Agreed that probabilities don’t lie but it’s the assumptions that generate those probabilities that could be flimsy. Probabilities can indicate or anticipate underperformance or outperformance but they cannot claim to own the basis for poor Active underperformance. Manufacturing hypothetical probabilities are an easy and rather effective way to feed back inefficiency into the system. The more the quant researchers, the more the probability manufacturing and hence more the inefficiency. The farcical aspect is that the probabilities cited by the authors of the paper in discussion assume efficiency.

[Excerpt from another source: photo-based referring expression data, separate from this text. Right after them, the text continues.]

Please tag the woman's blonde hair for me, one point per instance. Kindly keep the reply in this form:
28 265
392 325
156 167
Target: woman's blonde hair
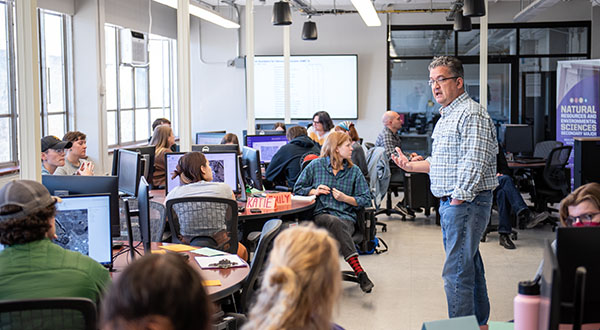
301 283
588 192
160 138
333 141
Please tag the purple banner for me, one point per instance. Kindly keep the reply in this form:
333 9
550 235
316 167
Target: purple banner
577 109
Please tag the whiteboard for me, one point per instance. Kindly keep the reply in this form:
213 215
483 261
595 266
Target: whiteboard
317 83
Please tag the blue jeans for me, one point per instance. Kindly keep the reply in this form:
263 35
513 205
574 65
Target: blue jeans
508 198
463 274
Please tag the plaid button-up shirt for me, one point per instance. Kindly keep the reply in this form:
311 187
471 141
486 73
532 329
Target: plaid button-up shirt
389 141
463 158
349 180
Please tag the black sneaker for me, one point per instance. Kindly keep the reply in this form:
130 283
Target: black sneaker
506 242
365 283
533 219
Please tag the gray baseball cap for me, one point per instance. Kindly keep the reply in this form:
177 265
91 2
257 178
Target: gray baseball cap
30 195
52 142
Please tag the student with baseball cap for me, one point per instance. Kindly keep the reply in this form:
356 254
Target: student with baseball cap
31 266
53 153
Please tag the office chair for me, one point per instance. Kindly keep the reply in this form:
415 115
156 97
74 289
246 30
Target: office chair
48 313
543 149
553 183
204 221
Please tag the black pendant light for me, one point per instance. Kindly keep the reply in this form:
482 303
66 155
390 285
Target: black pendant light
281 13
474 8
309 30
461 23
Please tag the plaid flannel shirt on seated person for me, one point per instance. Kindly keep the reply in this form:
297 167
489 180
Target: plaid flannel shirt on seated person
463 158
349 180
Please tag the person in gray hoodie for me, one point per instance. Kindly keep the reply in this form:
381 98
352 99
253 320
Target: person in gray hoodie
286 163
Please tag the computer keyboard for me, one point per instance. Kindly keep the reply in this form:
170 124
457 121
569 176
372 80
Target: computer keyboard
529 160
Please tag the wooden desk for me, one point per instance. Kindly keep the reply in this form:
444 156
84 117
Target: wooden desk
296 207
231 278
515 165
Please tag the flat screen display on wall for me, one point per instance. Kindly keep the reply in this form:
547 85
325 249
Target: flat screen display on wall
317 83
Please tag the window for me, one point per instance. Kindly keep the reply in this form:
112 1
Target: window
8 120
136 95
521 66
55 71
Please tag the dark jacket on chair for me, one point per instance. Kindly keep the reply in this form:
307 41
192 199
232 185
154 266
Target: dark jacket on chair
286 163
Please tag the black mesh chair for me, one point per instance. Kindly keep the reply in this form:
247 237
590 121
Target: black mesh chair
204 221
49 313
543 149
553 183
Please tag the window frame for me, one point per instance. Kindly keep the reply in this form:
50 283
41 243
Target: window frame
66 37
516 113
11 83
170 107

The paper in question makes more than a few assumptions. First, it makes the assumption of Geometric Brownian Motion (GBM) [3] as a realistic statistical distribution to understand markets. Random walk, efficiency, normality is stone age thinking in today’s quantum world. There is enough literature out there on power law and its natural and stock market expression. Despite such prominence, the power law has an army of detractors. In such a context, the GBM hypothesis has limited relevance. Even if there was a perfect statistical distribution, thinkers like Eugene Stanley [4] and his global academic followers would have determined it and Mandelbrot [5] would have attained Wall Street cult. Second, the authors assume that Active managers are still working with redundant statistical distributions to generate alpha. The third assumption is a Trojan horse that turns the argument against Indexing itself. Think about it, is selection just for the Active manager? Can the Passive manager do without selection? Are the Indexing companies building baskets insulated from selection? Selection is everywhere and blurs the line between what’s Active and what’s Passive.

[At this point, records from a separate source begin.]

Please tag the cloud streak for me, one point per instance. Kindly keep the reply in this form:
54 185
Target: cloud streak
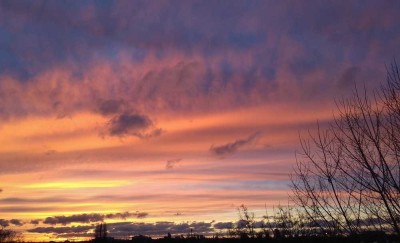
232 147
91 218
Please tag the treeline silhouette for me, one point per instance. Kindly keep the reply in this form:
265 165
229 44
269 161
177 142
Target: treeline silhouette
346 183
347 178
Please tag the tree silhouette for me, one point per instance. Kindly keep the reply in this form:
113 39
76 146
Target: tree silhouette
347 178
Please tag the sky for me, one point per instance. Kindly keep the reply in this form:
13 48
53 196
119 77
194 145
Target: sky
165 116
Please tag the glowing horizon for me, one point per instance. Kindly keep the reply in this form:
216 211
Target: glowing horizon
163 116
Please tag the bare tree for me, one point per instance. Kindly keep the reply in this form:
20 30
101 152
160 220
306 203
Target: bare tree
347 178
8 235
100 233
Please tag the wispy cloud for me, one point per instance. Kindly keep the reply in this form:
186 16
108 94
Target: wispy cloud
232 147
170 164
90 218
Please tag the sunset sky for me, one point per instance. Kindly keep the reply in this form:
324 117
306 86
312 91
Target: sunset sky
161 116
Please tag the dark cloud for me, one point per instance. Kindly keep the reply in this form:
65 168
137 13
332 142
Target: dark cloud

Indexing is not just about a certain Market Capitalized weighted basket [6]. Indexing is about factors today and a few claim to have discovered 458 factors [7] like the 486 cryptocurrencies [8], overrated and ticking like time bombs. This means that the probability which the authors cite as working against stock selecting Active managers also works against the Beta and Smart Beta companies which are at the mercy of the same probabilities that grace the various Indexing methodologies, giving them a year of success (outperformance) and a few years of failure (underperformance). So just like Active managers, Indexing as an idea is destined to fail, periodically not only because of its construction (which requires selection) but also because investors and asset managers have a few million choices to “Select” from.

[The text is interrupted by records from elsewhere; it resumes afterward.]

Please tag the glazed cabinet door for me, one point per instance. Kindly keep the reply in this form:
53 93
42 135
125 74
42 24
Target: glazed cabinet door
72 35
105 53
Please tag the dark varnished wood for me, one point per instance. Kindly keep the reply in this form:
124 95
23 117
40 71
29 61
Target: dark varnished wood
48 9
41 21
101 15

This means that the positive skew problem highlighted by the authors is not just the bane for the Active manager but even disastrous for the Passive industry. Hence the probabilistic argument made by the authors in favor of Passive and against Active falls apart. The surviving Active manager's search for ‘gold in garbage’ (a data science expression) has advanced beyond the use of generic statistical distributions. It's time we saw some new age mathematical research that makes a real case to solve the alpha problems rather than the same banal smarter Passive, dumb Active overused themes.

Bibliography

[1] Heaton. J. B, Polson, N. G, Witte. J. H., “Why Indexing Works”, October 2015, SSRN.
[2] Another Reason for Active’s Decline, April/May 2017, Bloomberg Markets.
[3] Saichev, A. I., Malevergne, Y., Sornette, D. “Theories of Zipf’s Law and beyond”, 2009, Springer.
[4] Matia, K. Pal, M, Stanley, E. Salunkay, H. “EPL – Scale dependent price fluctuations for the Indian stock market”, 2004, Europhysics Letters.
[5] Mandelbrot, B., “A Multifractal Walk down Wall Street”, February 1999, Scientific American.
[6] Pal, M., “Is Smart Beta Dumb”, March 2017, SSRN.
[7] Authers, J. “A clinical test of the 5 most popular Smart Beta factors”, March 2017, Financial Times
[8] Osterrieder, J., Chan, S., Chu, J., Nadarajah, S. “A Statistical Analysis of Cryptocurrencies”, April 2017, SSRN.